In vielen ortsgeschichtlichen Beschreibungen wird über die Kolonisation berichtet, daß der sogenannte Lokator oder, wie es in den Görlitzer Quellen heißt, Siedelmann in ein und derselben Person es war, der das Land nach Hufen vermaß, diese mit Ansiedlern besetzte und alle Einrichtungen in der neuen Dorfgemeinde leitete und erster Dorfschulze wurde.

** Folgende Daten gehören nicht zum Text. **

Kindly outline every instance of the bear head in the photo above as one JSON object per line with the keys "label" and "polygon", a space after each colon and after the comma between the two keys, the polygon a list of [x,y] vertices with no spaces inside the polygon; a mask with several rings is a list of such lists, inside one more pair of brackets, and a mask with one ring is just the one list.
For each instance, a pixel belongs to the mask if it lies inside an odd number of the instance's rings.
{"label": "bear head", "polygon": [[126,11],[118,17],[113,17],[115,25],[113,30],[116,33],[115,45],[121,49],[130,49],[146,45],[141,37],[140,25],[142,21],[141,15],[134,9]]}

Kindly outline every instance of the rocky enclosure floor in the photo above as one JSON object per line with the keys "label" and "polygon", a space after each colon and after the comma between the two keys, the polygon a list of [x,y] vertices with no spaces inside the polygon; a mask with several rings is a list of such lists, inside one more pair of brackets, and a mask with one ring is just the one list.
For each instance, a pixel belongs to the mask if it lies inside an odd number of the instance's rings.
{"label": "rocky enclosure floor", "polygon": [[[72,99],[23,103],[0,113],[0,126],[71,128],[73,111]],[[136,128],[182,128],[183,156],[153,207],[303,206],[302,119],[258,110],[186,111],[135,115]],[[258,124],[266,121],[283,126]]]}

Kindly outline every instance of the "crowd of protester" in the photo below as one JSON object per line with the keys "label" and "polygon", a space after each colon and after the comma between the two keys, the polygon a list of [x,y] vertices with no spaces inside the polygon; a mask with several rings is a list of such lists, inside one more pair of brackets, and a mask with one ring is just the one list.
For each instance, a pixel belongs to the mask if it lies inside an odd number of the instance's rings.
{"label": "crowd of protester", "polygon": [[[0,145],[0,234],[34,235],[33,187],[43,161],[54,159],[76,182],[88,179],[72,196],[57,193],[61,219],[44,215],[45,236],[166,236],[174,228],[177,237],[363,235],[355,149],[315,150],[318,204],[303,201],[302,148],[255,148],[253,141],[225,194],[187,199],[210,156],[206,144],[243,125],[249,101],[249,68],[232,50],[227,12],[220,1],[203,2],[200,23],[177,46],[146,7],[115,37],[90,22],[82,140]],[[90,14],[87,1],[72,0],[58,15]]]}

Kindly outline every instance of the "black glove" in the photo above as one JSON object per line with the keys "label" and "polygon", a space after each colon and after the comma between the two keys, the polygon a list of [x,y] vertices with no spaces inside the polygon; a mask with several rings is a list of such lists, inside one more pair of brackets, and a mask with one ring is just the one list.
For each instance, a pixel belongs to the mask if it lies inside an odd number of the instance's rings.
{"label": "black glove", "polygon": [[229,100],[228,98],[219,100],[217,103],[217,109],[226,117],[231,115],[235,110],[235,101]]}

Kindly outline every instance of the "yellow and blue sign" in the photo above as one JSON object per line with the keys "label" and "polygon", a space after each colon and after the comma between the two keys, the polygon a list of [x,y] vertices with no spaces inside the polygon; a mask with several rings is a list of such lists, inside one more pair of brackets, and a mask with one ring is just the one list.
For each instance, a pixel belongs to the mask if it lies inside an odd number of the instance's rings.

Ohne Zweifel wird dieser Lokator für seine Bemühungen und Auslagen bei der bestehenden Naturalwirtschaft als Maklerlohn eine Freihufe (das Kretschamgut) für sich beansprucht haben; daß er sich aber damit fürs Leben abfand und nun als Schultheiß und tätiger seßhafter Bauer seine Hufe bewirtschaftete, dazu war er wohl von zu großem Geschäftsgeist beseelt und zuviel von Wandersinn und Abenteuerlust ergriffen. Denn trotzdem ihm das auf dem Kretschamgut erblich ruhende Schulzenamt mit seinen sonstigen Gerechtigkeiten eine bevorzugte Stellung in der neuen Dorfgemeinde einräumte, war er aber dennoch nur ein Bauer unter Bauern. Hatte er daher für seine Hufe einen zahlungsfähigen Käufer gefunden und damit seine Mittel vermehrt, dann suchte er wohl wieder anderweitig für Ansiedler zu werben oder sonst in einem Unternehmen eine gehobene Stellung einzunehmen. Wie R. Jecht in seiner Geschichte von Görlitz[3] nachweist, bildete sich zu den Zeiten der bäuerlichen Kolonisation in der Oberlausitz ein völlig neuer Stand in diesen locatores. Sie waren, nachdem die Dorfgründungen im wesentlichen abgeschlossen, nicht zum mindesten mitbeteiligt und mitbestimmend bei der Gründung der Stadt Görlitz und wohl auch anderer Städte.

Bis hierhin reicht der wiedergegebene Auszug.